By Fergal Smith
TORONTO (Reuters) – Preserving Canada’s triple-A credit rating could be less of a priority for Ottawa than in years gone by, with the focus on digging the economy out of a hole rather than staying in a shrinking group of top-rated sovereign borrowers, analysts say.
To maintain its top rating, Canada would likely need to convince credit rating agencies it has a tenable plan to restore fiscal health once the coronavirus pandemic recedes, say the analysts.
Ottawa has projected a budget deficit of C$343 billion ($259 billion) for the current fiscal year ending March 31 as it spends to cushion the economic blow from the pandemic, which at about 16% of GDP would be a record shortfall.
Credit rating agencies will be closely watching Ottawa’s fiscal update expected in the fall to assess Canada’s financial health. But the threat of a downgrade may not shape policy as much as it did in the 1990s, when S&P Global Ratings and Moody’s Investors Service stripped Canada of its triple-A rating.
Back then, Canada entered into a multi-year period of fiscal austerity, spurred by the unflattering disparity between its finances and those of peers. Now, Canada is not an outlier.
“The whole thing is relativity … when you put it in the international context, Canada doesn’t look as bad as it might,” said John Manley, a senior business adviser at Bennett Jones and former federal finance minister and industry minister in Liberal Party governments.
Globally, government spending to offset the economic impact of the virus totals $12 trillion, or about 12% of gross domestic product, according to the International Monetary Fund, while the number of sovereign borrowers rated triple A has fallen to 10 to 12, depending on the rating agency, from as many as 19 a decade ago.
‘NO TIME FOR AUSTERITY’
S&P has said that Canada is better positioned than most countries to spend temporarily in support of its economy. It, Moody’s and DBRS Morningstar give Canada their highest rating. But Fitch Ratings downgraded the country’s rating in June.

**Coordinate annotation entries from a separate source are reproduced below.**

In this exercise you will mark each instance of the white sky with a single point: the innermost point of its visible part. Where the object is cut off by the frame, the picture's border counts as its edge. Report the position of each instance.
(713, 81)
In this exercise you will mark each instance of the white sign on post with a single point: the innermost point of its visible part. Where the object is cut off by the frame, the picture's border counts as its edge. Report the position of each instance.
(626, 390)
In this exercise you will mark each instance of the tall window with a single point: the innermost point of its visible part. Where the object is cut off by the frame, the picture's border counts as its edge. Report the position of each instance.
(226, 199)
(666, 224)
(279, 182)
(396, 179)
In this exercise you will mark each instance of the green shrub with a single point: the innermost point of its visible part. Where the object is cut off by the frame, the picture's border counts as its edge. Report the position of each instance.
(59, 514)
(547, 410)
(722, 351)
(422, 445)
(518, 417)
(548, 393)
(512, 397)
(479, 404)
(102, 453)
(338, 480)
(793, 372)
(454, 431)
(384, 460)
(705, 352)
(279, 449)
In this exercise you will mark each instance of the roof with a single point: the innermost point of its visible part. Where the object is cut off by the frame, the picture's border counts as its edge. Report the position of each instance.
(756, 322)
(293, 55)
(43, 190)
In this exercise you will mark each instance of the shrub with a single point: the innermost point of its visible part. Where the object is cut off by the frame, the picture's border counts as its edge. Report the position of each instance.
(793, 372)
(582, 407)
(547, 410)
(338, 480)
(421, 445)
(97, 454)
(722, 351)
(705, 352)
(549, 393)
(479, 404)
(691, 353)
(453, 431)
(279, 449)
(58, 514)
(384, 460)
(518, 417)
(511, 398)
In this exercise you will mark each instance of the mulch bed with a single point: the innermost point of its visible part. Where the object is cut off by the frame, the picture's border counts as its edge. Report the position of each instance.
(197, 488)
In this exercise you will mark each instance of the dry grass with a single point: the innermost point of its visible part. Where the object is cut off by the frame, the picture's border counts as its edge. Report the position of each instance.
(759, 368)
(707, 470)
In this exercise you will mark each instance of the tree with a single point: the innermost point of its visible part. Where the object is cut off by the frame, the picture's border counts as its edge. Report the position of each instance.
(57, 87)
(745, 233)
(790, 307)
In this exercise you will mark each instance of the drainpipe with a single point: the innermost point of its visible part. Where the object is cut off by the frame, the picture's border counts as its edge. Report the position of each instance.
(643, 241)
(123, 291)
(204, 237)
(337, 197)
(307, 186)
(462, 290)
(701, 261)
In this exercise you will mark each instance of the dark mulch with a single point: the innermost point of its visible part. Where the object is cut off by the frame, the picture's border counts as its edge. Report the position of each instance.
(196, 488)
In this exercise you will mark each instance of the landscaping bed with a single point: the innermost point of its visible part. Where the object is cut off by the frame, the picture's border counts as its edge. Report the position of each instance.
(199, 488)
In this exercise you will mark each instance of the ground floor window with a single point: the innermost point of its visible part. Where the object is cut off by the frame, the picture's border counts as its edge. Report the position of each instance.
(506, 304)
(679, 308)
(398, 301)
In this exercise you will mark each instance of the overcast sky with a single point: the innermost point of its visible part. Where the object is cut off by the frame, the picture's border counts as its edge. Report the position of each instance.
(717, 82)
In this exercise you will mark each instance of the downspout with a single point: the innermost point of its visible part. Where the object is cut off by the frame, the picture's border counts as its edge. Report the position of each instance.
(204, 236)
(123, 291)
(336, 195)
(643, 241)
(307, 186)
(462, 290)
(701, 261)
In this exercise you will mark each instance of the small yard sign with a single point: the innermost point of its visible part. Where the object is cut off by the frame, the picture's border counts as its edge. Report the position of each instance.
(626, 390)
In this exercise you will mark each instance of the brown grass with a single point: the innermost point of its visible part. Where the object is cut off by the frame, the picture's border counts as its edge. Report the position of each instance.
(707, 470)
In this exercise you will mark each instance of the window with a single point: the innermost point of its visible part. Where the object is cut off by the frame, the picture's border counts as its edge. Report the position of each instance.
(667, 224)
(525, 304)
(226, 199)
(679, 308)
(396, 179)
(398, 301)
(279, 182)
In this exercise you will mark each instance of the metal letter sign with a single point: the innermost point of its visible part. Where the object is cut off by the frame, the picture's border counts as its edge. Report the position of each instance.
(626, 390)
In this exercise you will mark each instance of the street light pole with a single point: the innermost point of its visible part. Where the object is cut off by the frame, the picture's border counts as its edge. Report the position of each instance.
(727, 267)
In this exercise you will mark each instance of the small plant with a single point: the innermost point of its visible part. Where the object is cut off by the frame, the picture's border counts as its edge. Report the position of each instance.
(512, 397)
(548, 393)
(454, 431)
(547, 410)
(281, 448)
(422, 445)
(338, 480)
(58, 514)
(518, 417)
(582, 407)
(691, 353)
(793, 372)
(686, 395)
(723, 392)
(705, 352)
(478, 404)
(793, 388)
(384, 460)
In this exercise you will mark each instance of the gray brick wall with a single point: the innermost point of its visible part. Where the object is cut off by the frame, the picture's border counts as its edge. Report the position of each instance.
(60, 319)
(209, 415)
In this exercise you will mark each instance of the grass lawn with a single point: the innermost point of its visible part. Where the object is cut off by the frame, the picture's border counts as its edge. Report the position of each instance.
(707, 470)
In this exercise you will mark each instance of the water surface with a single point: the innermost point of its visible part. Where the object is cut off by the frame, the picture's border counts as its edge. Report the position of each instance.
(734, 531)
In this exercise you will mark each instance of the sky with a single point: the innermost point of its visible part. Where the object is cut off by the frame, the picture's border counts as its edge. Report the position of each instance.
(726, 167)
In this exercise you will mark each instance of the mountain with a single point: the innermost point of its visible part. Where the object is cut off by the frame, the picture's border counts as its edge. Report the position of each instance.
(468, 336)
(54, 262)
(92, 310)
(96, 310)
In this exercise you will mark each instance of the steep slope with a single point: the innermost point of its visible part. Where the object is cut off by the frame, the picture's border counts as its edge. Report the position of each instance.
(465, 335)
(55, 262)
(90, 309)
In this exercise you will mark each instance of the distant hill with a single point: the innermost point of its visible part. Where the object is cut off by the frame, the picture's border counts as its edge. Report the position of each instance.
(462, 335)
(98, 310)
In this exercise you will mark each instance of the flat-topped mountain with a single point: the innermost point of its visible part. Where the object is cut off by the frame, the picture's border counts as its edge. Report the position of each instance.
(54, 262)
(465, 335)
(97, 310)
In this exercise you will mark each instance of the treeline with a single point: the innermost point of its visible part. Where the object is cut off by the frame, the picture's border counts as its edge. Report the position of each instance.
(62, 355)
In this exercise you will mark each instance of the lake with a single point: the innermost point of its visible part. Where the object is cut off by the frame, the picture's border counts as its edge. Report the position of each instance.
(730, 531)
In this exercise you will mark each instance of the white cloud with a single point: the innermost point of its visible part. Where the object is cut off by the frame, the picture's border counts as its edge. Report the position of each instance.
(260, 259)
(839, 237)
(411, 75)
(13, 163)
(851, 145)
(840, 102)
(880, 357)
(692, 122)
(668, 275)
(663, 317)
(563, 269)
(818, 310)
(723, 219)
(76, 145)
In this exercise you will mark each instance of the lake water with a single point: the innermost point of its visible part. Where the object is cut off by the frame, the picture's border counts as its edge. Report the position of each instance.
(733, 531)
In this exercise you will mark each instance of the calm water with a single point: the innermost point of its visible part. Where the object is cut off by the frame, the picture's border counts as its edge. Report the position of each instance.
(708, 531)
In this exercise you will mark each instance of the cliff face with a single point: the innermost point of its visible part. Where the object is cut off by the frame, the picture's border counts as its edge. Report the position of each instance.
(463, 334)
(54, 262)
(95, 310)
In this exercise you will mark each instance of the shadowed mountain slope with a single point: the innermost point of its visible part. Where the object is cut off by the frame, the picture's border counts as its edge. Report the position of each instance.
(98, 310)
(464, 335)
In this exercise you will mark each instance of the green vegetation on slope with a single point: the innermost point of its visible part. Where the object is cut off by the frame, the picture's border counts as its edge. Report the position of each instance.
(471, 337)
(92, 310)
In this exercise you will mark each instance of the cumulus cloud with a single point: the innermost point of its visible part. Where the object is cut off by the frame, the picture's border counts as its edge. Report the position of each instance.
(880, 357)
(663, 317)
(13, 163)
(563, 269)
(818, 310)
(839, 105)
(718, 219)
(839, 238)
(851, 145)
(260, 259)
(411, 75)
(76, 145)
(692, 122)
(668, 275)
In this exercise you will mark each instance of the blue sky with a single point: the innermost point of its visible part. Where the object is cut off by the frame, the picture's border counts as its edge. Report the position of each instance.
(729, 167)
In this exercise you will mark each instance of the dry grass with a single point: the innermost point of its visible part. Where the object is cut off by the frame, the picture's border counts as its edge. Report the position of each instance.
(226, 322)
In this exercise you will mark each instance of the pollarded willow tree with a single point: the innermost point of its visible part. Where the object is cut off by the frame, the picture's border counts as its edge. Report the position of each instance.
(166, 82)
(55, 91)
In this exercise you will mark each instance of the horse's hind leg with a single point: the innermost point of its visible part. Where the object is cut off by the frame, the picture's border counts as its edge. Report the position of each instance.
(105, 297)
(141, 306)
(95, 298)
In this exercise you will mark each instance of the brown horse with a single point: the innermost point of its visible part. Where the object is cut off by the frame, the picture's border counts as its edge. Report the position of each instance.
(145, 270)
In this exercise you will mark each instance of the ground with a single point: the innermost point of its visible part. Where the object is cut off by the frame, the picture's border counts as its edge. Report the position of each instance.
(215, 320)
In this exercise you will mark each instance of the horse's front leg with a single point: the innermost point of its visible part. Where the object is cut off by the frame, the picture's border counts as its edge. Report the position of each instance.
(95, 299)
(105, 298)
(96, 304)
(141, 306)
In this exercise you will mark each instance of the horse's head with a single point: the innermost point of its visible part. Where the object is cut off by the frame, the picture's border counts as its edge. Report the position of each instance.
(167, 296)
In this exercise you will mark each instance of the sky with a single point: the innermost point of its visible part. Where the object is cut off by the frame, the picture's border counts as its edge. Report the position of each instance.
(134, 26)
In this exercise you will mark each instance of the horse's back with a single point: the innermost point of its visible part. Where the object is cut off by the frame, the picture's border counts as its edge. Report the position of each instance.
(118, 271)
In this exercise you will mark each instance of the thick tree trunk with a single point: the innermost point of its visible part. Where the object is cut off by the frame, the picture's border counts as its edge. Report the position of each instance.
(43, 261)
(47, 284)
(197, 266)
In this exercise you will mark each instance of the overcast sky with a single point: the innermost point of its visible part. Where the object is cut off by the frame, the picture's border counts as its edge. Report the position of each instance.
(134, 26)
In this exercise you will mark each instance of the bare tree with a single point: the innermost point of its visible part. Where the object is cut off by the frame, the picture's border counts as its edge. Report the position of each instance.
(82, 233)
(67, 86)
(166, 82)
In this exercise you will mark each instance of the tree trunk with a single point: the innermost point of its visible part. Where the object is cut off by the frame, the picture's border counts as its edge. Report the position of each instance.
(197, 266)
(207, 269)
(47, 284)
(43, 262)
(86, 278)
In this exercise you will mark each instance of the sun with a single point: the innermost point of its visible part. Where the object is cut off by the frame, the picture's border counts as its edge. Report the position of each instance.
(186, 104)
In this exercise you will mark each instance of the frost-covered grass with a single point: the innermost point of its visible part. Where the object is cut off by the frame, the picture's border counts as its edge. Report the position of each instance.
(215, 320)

Canada’s borrowing costs have not suffered. With the Bank of Canada buying much of the government’s debt issuance, through its quantitative easing program, bond yields have held near record lows.
That has emboldened Prime Minister Justin Trudeau to promise even more spending by his Liberal government, saying that “this is not the time for austerity.”
Any government that runs a deficit the size of Canada’s “doesn’t care much about what the rating agencies have to say,” said David Rosenberg, chief economist and strategist at Rosenberg Research.
The fall fiscal update is likely to include some longer-term fiscal projections as well as the costing of economic support measures, economists say.
“I think the focus will be more on helping the economy rather than tackling deficits,” said Josh Nye, a senior economist at Royal Bank of Canada. “The severity of the second wave and its economic impact will be key in how much government support needs to remain in place.”
Canada’s new COVID-19 cases in the second wave have risen above the peak in the spring, forcing provinces to take targeted measures.
“Some rating agencies will look through to the medium term, citing this as a transitory event,” said Maria Berlettano, head of Canadian government credit strategy at CIBC Capital Markets. “Others may not be so patient.”